“Blessed is he whose transgression is forgiven, whose sin is covered. Blessed is the man unto whom the LORD imputeth not iniquity, and in whose spirit there is no guile. When I kept silence, my bones waxed old through my roaring all the day long. For day and night thy hand was heavy upon me: my moisture is turned into the drought of summer. Selah.”
Psalm 32:1–4
David did not find out what he had done was wrong when the prophet Nathan confronted him about his sin. He knew it was wrong before he did it, and afterward he knew that he should repent. Instead David went to great lengths to cover up his sin with Bathsheba, to the extent of arranging the murder of one of his inner circle of warriors on the battlefield at the hands of the enemy. When he married the widow of one of his chief soldiers, David must have thought that his sin was hidden and would stay that way. “And when the mourning was past, David sent and fetched her to his house, and she became his wife, and bare him a son. But the thing that David had done displeased the LORD” (2 Samuel 11:27).

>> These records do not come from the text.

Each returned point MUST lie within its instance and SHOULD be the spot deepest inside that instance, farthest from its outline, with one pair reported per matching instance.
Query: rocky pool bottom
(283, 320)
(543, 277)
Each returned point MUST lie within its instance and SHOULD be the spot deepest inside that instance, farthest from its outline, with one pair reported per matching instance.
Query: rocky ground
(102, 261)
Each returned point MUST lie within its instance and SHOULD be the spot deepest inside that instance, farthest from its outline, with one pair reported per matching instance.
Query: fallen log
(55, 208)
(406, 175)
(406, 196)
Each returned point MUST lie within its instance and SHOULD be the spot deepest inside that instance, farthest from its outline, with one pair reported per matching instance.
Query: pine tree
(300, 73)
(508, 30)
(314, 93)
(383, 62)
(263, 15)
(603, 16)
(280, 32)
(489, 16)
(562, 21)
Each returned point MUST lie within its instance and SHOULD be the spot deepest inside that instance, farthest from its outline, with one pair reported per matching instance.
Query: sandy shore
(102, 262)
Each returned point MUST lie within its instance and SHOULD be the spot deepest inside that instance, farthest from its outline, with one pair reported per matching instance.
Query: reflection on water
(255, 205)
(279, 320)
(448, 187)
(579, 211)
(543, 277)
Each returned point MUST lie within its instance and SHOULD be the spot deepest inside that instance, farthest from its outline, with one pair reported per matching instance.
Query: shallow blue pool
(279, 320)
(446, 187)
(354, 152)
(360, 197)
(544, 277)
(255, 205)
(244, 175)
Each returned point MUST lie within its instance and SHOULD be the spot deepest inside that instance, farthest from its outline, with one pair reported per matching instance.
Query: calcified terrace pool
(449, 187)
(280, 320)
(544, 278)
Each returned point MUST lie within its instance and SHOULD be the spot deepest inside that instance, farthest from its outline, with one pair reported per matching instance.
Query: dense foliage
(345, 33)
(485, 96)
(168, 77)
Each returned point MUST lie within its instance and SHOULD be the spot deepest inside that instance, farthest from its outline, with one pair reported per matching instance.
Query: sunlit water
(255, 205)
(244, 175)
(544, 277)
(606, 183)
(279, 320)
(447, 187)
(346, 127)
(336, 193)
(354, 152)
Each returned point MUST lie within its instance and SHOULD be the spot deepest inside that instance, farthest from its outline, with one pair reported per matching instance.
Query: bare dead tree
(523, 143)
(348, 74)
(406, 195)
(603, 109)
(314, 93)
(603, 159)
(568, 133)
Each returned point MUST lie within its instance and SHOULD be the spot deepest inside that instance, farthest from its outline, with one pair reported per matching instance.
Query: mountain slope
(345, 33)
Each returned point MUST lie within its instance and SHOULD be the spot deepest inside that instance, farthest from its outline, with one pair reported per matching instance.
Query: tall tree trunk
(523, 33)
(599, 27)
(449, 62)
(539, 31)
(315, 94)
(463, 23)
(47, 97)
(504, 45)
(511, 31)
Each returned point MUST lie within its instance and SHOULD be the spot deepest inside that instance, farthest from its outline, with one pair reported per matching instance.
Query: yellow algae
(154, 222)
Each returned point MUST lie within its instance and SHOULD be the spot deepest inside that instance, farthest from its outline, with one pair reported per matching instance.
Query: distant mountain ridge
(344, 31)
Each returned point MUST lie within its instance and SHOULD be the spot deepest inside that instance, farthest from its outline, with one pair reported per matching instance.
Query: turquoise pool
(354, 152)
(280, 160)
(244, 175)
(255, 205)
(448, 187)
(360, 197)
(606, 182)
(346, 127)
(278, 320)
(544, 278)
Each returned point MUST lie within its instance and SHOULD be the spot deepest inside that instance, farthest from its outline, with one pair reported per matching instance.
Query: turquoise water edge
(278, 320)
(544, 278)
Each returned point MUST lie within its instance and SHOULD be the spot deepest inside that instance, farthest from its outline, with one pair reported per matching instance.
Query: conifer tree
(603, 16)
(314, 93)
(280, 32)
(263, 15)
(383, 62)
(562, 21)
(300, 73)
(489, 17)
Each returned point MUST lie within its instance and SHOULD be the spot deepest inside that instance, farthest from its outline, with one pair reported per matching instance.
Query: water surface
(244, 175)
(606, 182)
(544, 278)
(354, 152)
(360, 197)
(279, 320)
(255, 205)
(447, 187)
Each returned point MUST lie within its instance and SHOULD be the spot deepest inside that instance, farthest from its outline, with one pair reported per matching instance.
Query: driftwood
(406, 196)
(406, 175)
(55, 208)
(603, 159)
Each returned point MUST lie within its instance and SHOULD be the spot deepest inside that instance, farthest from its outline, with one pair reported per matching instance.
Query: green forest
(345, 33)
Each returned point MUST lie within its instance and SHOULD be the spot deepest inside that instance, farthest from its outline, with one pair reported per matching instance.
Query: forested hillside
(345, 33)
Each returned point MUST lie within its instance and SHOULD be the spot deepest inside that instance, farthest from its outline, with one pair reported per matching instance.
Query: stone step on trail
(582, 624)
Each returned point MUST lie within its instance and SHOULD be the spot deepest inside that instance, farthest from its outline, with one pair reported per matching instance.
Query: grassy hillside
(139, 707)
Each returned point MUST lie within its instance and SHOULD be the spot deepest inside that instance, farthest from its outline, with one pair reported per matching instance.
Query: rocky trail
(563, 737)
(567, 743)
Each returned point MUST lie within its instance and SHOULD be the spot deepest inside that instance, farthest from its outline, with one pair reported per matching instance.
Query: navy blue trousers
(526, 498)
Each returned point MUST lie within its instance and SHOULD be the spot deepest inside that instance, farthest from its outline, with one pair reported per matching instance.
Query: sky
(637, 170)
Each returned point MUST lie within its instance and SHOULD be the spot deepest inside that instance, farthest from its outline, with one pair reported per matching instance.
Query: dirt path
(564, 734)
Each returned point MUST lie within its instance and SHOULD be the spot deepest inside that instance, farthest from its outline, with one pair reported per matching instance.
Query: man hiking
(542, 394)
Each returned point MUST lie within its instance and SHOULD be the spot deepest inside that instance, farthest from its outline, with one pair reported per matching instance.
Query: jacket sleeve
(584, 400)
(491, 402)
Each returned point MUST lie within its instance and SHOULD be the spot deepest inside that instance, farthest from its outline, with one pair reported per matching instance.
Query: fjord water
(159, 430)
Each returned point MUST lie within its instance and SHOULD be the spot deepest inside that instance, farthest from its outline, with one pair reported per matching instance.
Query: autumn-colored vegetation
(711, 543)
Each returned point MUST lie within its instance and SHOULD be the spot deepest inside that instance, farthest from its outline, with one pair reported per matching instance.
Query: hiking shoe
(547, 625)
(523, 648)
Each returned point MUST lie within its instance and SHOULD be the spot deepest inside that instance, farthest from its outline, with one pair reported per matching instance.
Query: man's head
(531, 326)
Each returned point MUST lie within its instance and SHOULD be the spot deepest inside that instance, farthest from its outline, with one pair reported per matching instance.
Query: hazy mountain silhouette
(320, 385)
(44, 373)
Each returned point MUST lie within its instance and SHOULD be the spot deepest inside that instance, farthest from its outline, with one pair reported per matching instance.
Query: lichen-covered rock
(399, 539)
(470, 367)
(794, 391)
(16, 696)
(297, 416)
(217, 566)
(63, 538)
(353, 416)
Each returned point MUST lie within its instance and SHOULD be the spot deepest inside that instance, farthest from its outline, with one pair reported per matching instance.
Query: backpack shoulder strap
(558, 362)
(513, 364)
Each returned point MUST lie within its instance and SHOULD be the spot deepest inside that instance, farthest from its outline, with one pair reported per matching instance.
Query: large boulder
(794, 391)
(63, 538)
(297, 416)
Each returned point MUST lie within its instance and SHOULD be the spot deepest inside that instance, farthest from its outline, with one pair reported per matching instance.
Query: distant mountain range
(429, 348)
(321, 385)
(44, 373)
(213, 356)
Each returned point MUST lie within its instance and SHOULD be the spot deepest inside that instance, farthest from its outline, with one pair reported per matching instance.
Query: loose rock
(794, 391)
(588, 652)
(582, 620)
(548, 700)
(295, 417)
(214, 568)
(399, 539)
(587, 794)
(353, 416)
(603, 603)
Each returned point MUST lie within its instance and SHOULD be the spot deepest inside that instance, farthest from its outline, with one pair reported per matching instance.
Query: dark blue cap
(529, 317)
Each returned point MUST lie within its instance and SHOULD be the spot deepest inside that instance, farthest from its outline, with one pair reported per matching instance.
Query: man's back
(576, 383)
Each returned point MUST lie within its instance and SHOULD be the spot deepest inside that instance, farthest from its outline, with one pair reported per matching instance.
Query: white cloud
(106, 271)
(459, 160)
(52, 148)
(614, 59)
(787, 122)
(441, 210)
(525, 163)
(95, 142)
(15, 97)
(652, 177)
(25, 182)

Even before his sin was revealed and the consequences announced to him, David was suffering from the result. There were serious physical and spiritual results of his attempt to cover his sin. It was not until he repented that David's relationship with God was restored. And it was not until then that his health began to recover. It should be no surprise to us that sin has effects on our bodies as well as our souls. In writing to the church at Corinth, Paul warned them about the results of approaching communion in an unworthy manner: “For this cause many are weak and sickly among you, and many sleep” (1 Corinthians 11:30).